Flinty slate, as before observed, differs from common slate by containing a greater quantity of siliceous earth; and, as its name implies, it partakes of the nature of flint. Slate and flinty slate not only pass into each other, but frequently alternate. When the latter ceases to have the slaty structure, it becomes hornstone, or what the French denominate petrosilex. If it contains crystals of felspar, it becomes hornstone porphyry: all these varieties may be observed alternating with each other in the same rocks in Charnwood Forest, and in North Wales and in Cumberland.

Slate is regarded as one of the most metalliferous rocks nearly all the principal metallic ores have been found in slate, either in veins or beds; but it is remarkable that flinty slate seldom contains any repositories of metallic matter. Lead and copper are the principal metals found in the slate rocks of England and Wales: they are not so rich in lead as the mountain limestone, but the lead ore in slate rocks contains a larger portion of silver. The killas of Cornwall, so remarkably metalliferous, is a variety of slate.

Greywacke and Greywacke-Slate; German Grauwacké.-This dissonant term, which we have borrowed from the German, the French geologists have exchanged for a name not more harmonious, though more expressive, Traumate, from the Greek Thrausma, a fragment.

Greywacke, in its most common form, may be described as a coarse slate containing particles or fragments of other rocks or minerals, varying in size from two or more inches to the smallest grain that can be perceived by the eye. When the imbedded particles become extremely minute, greywacke passes into common clay-slate. When the particles and fragments are numerous, and the slate in which they are cemented can scarcely be perceived, greywacke becomes coarse sandstone or gritstone. When the fragments are larger and angular, greywacke might be described as a breccia with a paste of slate. When the fragments are rounded, it might not improperly be called an ancient conglomerate. When rocks of greywacke have a slaty structure, they form greywacke-slate.

Greywacke has by some of the French geologists been described as a transition sandstone, with a cement either of siliceous earth, or of slate.

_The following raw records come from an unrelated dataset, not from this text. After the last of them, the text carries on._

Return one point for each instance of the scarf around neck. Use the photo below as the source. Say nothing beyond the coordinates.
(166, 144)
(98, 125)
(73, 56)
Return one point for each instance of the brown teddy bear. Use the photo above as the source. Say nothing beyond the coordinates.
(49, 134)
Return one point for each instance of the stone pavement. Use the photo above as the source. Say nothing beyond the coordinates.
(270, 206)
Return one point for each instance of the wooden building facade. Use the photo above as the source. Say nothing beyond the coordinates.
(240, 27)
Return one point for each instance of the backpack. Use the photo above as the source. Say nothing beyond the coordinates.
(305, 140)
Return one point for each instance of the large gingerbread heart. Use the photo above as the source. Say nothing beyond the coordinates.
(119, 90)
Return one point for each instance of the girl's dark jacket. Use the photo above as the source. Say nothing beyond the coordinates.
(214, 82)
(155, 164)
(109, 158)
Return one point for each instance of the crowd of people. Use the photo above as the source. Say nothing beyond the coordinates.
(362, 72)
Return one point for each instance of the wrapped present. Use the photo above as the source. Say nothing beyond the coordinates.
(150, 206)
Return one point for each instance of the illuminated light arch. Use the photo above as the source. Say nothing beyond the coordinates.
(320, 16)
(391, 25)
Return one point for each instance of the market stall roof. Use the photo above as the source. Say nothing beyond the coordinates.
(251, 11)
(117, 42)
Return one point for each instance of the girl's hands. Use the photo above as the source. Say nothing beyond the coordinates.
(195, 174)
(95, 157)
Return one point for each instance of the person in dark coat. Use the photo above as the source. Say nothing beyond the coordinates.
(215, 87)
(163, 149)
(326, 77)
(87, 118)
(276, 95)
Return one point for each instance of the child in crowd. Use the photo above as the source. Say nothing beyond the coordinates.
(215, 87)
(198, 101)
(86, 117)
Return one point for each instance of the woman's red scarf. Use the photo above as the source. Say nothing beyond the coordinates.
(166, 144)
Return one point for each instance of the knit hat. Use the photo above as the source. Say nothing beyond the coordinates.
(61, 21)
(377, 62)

This definition agrees with the gritstones associated with the upper transition or mountain limestone. Where the paste is hard and siliceous, as I have observed in the greywacke of Savoy, that separates the primary from the secondary rocks, many of the siliceous particles may have been original concretions formed at the same time as the paste; and where these concretions are all composed of quartz, we may infer that such has been their mode of formation. In other instances, the fragments are evidently the débris of more ancient rocks, that have been broken down by some great catastrophe, and mixed with more recent beds at the period when they were forming. This mode of formation implies, that a considerable period elapsed between the formation of the primary and secondary rocks. The fragments are always those of lower rocks, and never of the upper strata. In some situations, immense beds of loose conglomerate, composed of large fragments and boulders of the lower rocks, separate the slate rocks from the calcareous formations: such conglomerates may be regarded as occupying the geological place of greywacke, and belonging to the greywacke formation.